CDC shared jobs overview
Change Data Capture (CDC) and processing data from your chosen sources—using a CDC agent to load data to your chosen cloud storage area—is supported within Matillion ETL by three shared jobs. These shared jobs facilitate two data-loading use cases.
Data is loaded to your chosen cloud storage area by the CDC agent installed on your source database. The data is loaded by the agent into your choice of Amazon S3, Google Cloud Storage, or Azure Blob Storage. The CDC shared jobs can then read that data from cloud storage, and that data is loaded into target tables on your chosen data platform. The process can load a single table or all tables, based on the chosen configuration and shared job.
These shared jobs do not work with the Manage Change Data Capture feature in Matillion ETL. Instead, these shared jobs are for the CDC loading feature in Data Loader.
The processes within the shared jobs gather information by reading the files from cloud storage (including metadata regarding the source, any change events, and also whether any source table changes have occurred). This information is then used to facilitate a workflow to load agent-provided data into the target, based on the files loaded into cloud storage.
CDC shared jobs come prepackaged with the latest versions of Matillion ETL and are updated with each version. For access to faster shared job updates, the latest can be downloaded from the Matillion Exchange using the below link.

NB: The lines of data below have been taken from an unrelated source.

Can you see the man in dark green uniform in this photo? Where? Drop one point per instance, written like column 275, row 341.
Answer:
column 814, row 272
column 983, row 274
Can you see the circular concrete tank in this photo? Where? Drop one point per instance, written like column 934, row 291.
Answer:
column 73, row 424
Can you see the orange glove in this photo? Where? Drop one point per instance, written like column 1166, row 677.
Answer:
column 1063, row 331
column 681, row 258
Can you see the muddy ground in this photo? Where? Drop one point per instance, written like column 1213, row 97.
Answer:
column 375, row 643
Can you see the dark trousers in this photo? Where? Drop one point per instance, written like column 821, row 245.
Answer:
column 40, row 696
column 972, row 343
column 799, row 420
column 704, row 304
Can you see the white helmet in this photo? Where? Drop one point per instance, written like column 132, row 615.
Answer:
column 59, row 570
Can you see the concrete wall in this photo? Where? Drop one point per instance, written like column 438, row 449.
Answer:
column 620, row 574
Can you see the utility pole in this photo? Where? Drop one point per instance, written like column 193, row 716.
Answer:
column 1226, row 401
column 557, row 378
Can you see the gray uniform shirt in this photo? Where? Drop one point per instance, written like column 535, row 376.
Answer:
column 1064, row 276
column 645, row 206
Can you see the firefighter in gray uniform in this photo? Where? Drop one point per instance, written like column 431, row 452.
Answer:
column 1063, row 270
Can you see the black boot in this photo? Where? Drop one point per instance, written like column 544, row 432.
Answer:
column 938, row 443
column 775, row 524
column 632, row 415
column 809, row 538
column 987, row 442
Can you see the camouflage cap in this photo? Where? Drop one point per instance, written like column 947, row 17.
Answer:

When using Amazon Redshift, a shared job won't extract columns that contain upper case letters. You may see an error message regarding NULL values or the job may still complete, but with NULL values in place of the data that wasn't extracted. To resolve this issue, you must set the Redshift parameter,
enable_case_sensitive_identifierto True. You can do this by altering the user, or updating the Redshift Parameter Group. See here for examples.
Schema drift support is also available and can be toggled using the appropriate job parameter
Schema Drift Action, which is fully described in the appropriate configuration guide for your use case. Additionally, see the section further down on schema drift support, which explains how this functionality is implemented.
There may be nuances in terms of the data typing conversion and support between sources to each cloud data platform. These should be considered when creating your workflow with regard to what each data type will be presented as in your target table or tables. This is covered below.
Blob Storage prerequisites
If the CDC files are stored in Azure Blob Storage, the following Python 3 packages must be installed on the Matillion ETL instance:
Below you will find two use cases. Configure the shared jobs dependent on your use case for your cloud data platform as per the relevant section. The suggested default is Use Case 1 (Sync All Tables), as this is a self contained process, bearing in mind the caveat surrounding key requirements for the Copy Table transformation type, which is explained in the configuration help below.
Use Case 1 - Sync All Tables
The purpose of this use case is to process CDC data from a Snowflake external table for all source tables, and then keep matching target tables in sync with the source tables.
First, place the Sync All Tables shared job onto the job canvas of an orchestration job from the Shared Jobs palette.
The Sync All Tables shared job contains a call to the Create or Refresh External Table shared job by default on Snowflake, so a standalone process to create or refresh the external table does not need to be additionally added to your workflow when using the Sync All Tables shared job on Snowflake.
Use Case 2 - Sync Single Table
The purpose of this use case is to process CDC data from a Snowflake external table for a single source table, and then keep a target table in sync with the source table.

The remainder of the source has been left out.